Recent data indicate that glutamatergic neurons in the medial and lateral parabrachial nuclei, along with glutamatergic neurons in the pedunculopontine tegmental nucleus, provide a critical node in the brainstem for producing a waking state. Lesions of these neurons cause irreversible coma.

===Blood sugar control===
Other neurons in the superior lateral parabrachial nucleus that contain cholecystokinin have been found to prevent hypoglycemia.

===Thermoregulation===
In 2008, neurons in the external lateral parabrachial nucleus were found to mediate cold sensory transmission from the skin to the preoptic area, a thermoregulatory center in the hypothalamus, to stimulate heat production in the cold. Warm sensory transmission to the preoptic area to avoid hyperthermia in hot environments is mediated by another group of neurons in the dorsal lateral parabrachial nucleus, which contain dynorphin or cholecystokinin.

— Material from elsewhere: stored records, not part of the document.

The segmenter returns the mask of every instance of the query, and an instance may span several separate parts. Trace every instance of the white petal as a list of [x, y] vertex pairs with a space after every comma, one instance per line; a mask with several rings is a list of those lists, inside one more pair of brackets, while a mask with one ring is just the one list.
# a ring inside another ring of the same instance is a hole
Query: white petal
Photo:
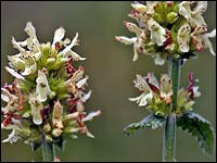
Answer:
[[17, 49], [18, 51], [21, 51], [22, 53], [26, 53], [26, 50], [24, 48], [22, 48], [18, 42], [16, 42], [15, 38], [12, 37], [12, 45], [15, 49]]
[[90, 138], [92, 138], [92, 139], [94, 138], [94, 136], [90, 131], [88, 131], [88, 130], [87, 130], [87, 136], [90, 137]]
[[154, 62], [155, 62], [156, 65], [164, 65], [165, 64], [165, 60], [163, 58], [161, 58], [159, 55], [156, 55]]
[[179, 30], [178, 30], [178, 35], [177, 35], [177, 41], [179, 43], [179, 49], [181, 52], [189, 52], [189, 42], [191, 39], [191, 27], [189, 26], [188, 23], [183, 24]]
[[92, 112], [90, 114], [88, 114], [85, 118], [84, 122], [86, 121], [91, 121], [93, 117], [99, 116], [100, 114], [102, 114], [102, 111], [97, 111], [97, 112]]
[[132, 37], [132, 38], [128, 38], [128, 37], [125, 37], [125, 36], [116, 36], [115, 39], [122, 43], [125, 43], [125, 45], [132, 45], [133, 42], [137, 41], [137, 37]]
[[16, 135], [16, 130], [13, 129], [12, 133], [9, 135], [9, 137], [4, 140], [2, 140], [2, 142], [10, 142], [10, 143], [14, 143], [16, 142], [18, 139], [17, 135]]
[[88, 93], [84, 93], [82, 97], [80, 97], [80, 100], [82, 102], [87, 102], [87, 100], [90, 99], [90, 96], [91, 96], [92, 91], [90, 90]]
[[73, 50], [68, 50], [64, 57], [72, 57], [74, 61], [85, 61], [86, 58], [81, 58], [78, 53]]
[[89, 77], [86, 76], [85, 78], [80, 79], [80, 80], [76, 84], [76, 86], [77, 86], [78, 88], [81, 88], [82, 86], [85, 86], [85, 85], [87, 84], [88, 78], [89, 78]]
[[17, 72], [15, 72], [13, 68], [10, 68], [9, 66], [5, 66], [5, 70], [12, 75], [14, 76], [15, 78], [20, 78], [20, 79], [23, 79], [25, 80], [25, 78], [20, 75]]
[[148, 22], [149, 30], [151, 30], [151, 40], [157, 46], [163, 46], [166, 41], [166, 30], [154, 18]]
[[31, 22], [27, 22], [24, 30], [28, 34], [30, 38], [36, 38], [36, 29], [33, 26]]
[[65, 55], [73, 47], [78, 45], [78, 33], [76, 33], [76, 36], [72, 40], [71, 45], [67, 46], [61, 53]]
[[208, 33], [208, 34], [205, 34], [207, 37], [209, 38], [214, 38], [216, 37], [216, 29], [214, 29], [213, 32]]
[[194, 96], [195, 98], [197, 98], [197, 97], [201, 96], [201, 92], [199, 91], [199, 86], [193, 87], [193, 96]]
[[207, 1], [197, 1], [196, 7], [192, 11], [192, 14], [203, 14], [207, 10]]
[[65, 29], [63, 27], [60, 27], [55, 30], [54, 33], [54, 37], [53, 37], [53, 43], [52, 43], [52, 48], [55, 48], [55, 43], [60, 42], [65, 36]]
[[189, 1], [182, 1], [179, 4], [179, 14], [187, 20], [191, 18], [191, 7]]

A study in 2017, has shown this thermosensory information to be relayed through the lateral parabrachial nucleus rather than the thalamus, which drives thermoregulatory behavior. A thermosensory neural pathway from the lateral parabrachial nucleus to the preoptic area induces heat avoidance behavior, and another pathway to the central amygdaloid nucleus induces cold avoidance behavior.

===Taste===
Parabrachial neurons in rodents that relay taste information to the ventroposterior parvocellular (taste) nucleus of the thalamus are mainly CGRP neurons in the external medial parabrachial nucleus and they project predominantly contralaterally, as well as a smaller number in the ventral lateral nucleus, which project mainly ipsilaterally.

Neurons that mediate the sensation of itching, connect to the parabrachial nucleus by way of glutamatergic spinal projection neurons. This pathway triggers scratching in mice.

===Pleasure===
The parabrachial nucleus relays satiety and pain-related signals to higher brain regions; when inhibited, this can produce "liking" responses to certain pleasurable stimuli, such as sweet taste.

=== Wet dog shakes ===
The lateral parabrachial nucleus integrates sensory signals, primarily, but not exclusively, from low-threshold mechanoreceptors to initiate the wet dog shake behavior by which mammals remove water and irritants from their back and neck fur. It receives this mechanoreceptor input from group C nerve fibers that connect to spinoparabrachial neurons in the spinal cord.